In late June, a message board user named dloneranger posted information at 2CPU.com about a consistently slow data transfer rate on his Vista machine. Apparently the machine was set up to dual boot from both XP and Vista, so he could compare transfer capacities of the two systems. Those comparisons showed that XP transferred data across his Gigabit Ethernet card at approximately 50% of transfer capacity, while Vista limited transfer to 5% of capacity.

Like all true geeks, dloneranger was doing serious troubleshooting and listening to music while he did so.

“I followed all the advice,” posted dloneranger, “disabling autotuning, setting all the different LAN driver settings, played with the TCP window size . . . none of it made a bit of difference, I was still stuck on 5% usage.”

Then, he continued, at some point he stopped playing music. When he quit Windows Media Player, the data transfer shot back up to almost 50%, which is equivalent to XP's typical throughput.

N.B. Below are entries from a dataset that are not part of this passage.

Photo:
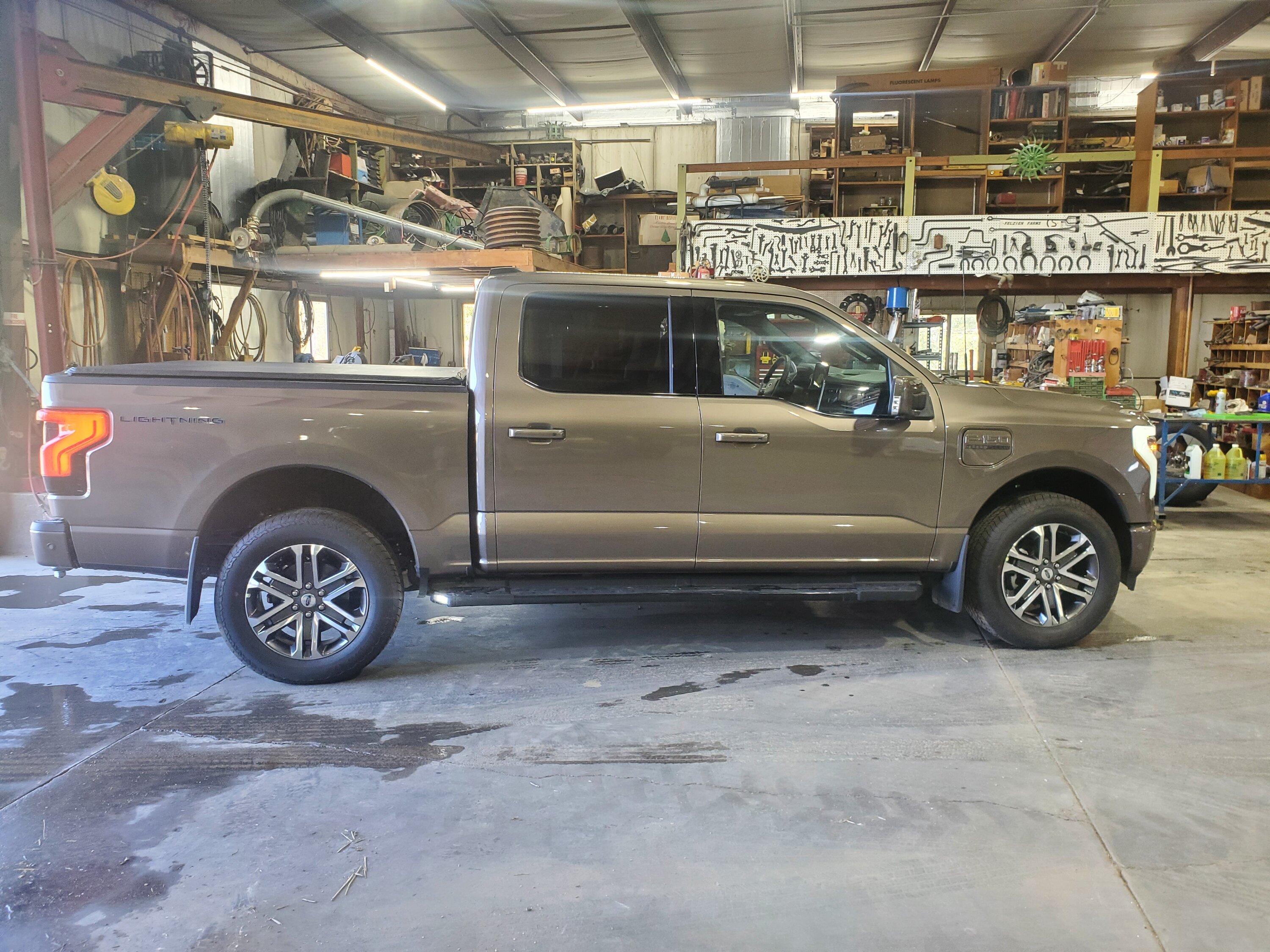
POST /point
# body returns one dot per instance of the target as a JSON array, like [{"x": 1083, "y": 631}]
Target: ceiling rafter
[
  {"x": 352, "y": 35},
  {"x": 651, "y": 37},
  {"x": 936, "y": 35},
  {"x": 496, "y": 30}
]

The posting didn’t get widespread notice, as many commenters suggested a problem with dloneranger’s machine, but it was picked up in a more thorough test by Adrian Kingsley-Hughes, whose “Gear for Geeks” blog appears on ZDNet.com. In an August 21 posting titled “Playing Music Severely Degrades Network Transfer Performance in Vista,” Kingsley-Hughes tips his hat to dloneranger and then lays out a detailed set of parameters—and resulting screenshots.

“With Windows Media Player 11 running,” said Kingsley-Hughes, “and playing a Vista-supplied sample audio file (Symphony No. 3 in E-flat major, Op. 55, ‘Eroica’ - Scherzo- Allegro vivace) here’s what I saw: I’m getting half the performance that I was before without the music playing. As a consequence the file took twice as long to transfer.”

Kingsley-Hughes found that the issue wasn’t limited to playing music with Windows Media Player. In fact, his later tests showed that just opening iTunes or Real Player or Windows Media Player caused an instantaneous drop in transfer speeds.

“Video also has the same effect,” he said, demonstrating the similar impact that “playing random video files using Windows Media Center, Hauppauge Win TV and Nero ShowTime has on network performance. Any sound emitted by your system while transferring data seems to have . . . the effect of flatlining network transfers briefly.”

Kingsley-Hughes then compared the results of the same tests in XP, showing that playing videos or sounds had no effect on XP data transfer rates. He concluded by saying: “Until this bug is fixed I’m switching off sounds on Vista and keeping all other noise to a minimum.”